## Synthetic Data Generation and Augmentation (Based on RefinedWeb)

This notebook documents the **synthetic data generation and augmentation phase** of the project, built on top of the **RefinedWeb dataset**. The initial stage was conducted using **GPT-3.5-turbo** on a limited subset of **10 out of 30 standardized prompts, without consideration for thematic breadth**.

In this phase, we are conducting **full-scale testing** using:

- All **30 standardized prompts**
- **Thematic coverage** across multiple domains

To optimize costs while scaling, **GPT-3.5 Turbo** will be used for the majority of generation tasks, with **GPT-4o** reserved for select quality benchmarks.

# Table of Content
[1 Notebook Setup](#scrollTo=MBpySaJkWRIZ)

[2 System Prompt and Thematic Prompt](#scrollTo=rY2BmiQp57ql)
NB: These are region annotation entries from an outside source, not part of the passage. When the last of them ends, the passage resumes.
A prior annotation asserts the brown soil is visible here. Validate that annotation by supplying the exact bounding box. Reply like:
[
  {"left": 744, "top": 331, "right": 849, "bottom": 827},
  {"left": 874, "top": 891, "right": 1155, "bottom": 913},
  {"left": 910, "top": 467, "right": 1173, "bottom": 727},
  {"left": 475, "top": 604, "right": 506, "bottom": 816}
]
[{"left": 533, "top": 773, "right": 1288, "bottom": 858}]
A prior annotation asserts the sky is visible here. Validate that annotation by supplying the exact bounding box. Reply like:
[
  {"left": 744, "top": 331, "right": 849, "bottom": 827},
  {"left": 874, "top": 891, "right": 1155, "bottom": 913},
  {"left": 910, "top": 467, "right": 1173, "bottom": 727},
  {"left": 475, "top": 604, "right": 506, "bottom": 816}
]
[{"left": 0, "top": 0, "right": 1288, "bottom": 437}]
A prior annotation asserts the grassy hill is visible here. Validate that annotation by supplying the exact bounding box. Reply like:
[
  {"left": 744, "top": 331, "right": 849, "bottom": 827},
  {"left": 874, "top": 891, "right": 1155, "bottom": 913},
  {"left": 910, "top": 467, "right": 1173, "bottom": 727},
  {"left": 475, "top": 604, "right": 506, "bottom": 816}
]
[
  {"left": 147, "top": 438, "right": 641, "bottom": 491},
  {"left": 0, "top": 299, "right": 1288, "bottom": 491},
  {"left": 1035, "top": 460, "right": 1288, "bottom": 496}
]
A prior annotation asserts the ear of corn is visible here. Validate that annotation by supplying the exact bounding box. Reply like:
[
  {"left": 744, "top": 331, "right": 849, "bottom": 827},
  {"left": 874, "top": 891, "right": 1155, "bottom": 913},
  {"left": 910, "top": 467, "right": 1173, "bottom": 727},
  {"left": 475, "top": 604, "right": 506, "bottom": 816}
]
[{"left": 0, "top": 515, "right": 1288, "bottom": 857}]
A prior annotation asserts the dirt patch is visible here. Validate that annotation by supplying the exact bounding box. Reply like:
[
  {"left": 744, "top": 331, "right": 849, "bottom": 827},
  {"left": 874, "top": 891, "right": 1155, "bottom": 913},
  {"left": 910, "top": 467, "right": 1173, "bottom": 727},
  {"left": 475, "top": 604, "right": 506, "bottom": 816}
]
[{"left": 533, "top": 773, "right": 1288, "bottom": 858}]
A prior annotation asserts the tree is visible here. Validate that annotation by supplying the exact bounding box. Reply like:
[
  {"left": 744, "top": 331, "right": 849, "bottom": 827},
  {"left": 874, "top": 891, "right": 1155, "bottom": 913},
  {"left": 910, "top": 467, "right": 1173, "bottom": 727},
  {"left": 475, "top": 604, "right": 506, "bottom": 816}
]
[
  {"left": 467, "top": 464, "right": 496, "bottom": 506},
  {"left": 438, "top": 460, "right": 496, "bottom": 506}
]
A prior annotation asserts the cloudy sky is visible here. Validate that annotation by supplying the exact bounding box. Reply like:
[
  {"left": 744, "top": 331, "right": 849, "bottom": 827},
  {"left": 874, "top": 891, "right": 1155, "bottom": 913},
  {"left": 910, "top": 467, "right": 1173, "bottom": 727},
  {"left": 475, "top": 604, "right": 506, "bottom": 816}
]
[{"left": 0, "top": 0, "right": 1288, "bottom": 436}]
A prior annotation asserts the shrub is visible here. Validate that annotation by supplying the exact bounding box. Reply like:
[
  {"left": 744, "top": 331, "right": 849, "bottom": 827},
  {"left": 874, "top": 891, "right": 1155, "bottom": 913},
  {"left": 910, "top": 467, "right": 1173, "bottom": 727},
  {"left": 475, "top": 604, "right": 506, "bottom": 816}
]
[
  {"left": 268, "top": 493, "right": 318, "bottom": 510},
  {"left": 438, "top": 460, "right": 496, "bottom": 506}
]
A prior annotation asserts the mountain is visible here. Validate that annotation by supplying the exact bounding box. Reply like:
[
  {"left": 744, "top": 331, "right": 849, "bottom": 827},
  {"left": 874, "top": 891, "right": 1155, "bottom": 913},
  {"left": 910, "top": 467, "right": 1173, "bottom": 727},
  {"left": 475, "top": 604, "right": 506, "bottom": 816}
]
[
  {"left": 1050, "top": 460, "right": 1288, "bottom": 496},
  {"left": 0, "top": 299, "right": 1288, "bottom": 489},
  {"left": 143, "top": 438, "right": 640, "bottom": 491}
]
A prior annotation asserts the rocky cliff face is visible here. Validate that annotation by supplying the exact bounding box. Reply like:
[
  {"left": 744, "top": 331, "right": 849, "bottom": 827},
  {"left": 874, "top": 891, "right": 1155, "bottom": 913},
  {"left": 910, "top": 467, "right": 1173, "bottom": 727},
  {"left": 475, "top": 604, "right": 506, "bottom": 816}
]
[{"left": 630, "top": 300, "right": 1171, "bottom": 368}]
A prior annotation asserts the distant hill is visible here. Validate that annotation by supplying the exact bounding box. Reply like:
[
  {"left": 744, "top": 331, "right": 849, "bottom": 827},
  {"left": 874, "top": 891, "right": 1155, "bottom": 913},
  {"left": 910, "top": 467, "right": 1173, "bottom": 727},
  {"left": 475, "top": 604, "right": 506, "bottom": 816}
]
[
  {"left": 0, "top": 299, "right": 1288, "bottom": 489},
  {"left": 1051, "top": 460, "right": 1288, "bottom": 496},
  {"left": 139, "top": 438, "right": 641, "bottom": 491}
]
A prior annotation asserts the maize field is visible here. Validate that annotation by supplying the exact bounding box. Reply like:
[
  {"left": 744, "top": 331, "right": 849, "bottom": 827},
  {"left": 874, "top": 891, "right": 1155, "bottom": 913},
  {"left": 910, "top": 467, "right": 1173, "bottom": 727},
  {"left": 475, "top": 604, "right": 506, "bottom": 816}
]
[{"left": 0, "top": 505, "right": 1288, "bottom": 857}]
>[2.1 Thematic prompt (user seed/seed prompts)](#scrollTo=drfq9MMEf9WQ)

>[2.2 System Prompt Template](#scrollTo=1d2mY94IDf1A)

[3 Generate Instruction-Tuning Pairs](#scrollTo=JuCaCu5Q6dDv)

[4 Save Output as JSONL for Fine-Tuning](#scrollTo=iHr5ky2H6hWd)



In [None]:
## To check your memory
# !nvidia-smi
# from psutil import virtual_memory
# print(virtual_memory().total/1e9, "GB RAM")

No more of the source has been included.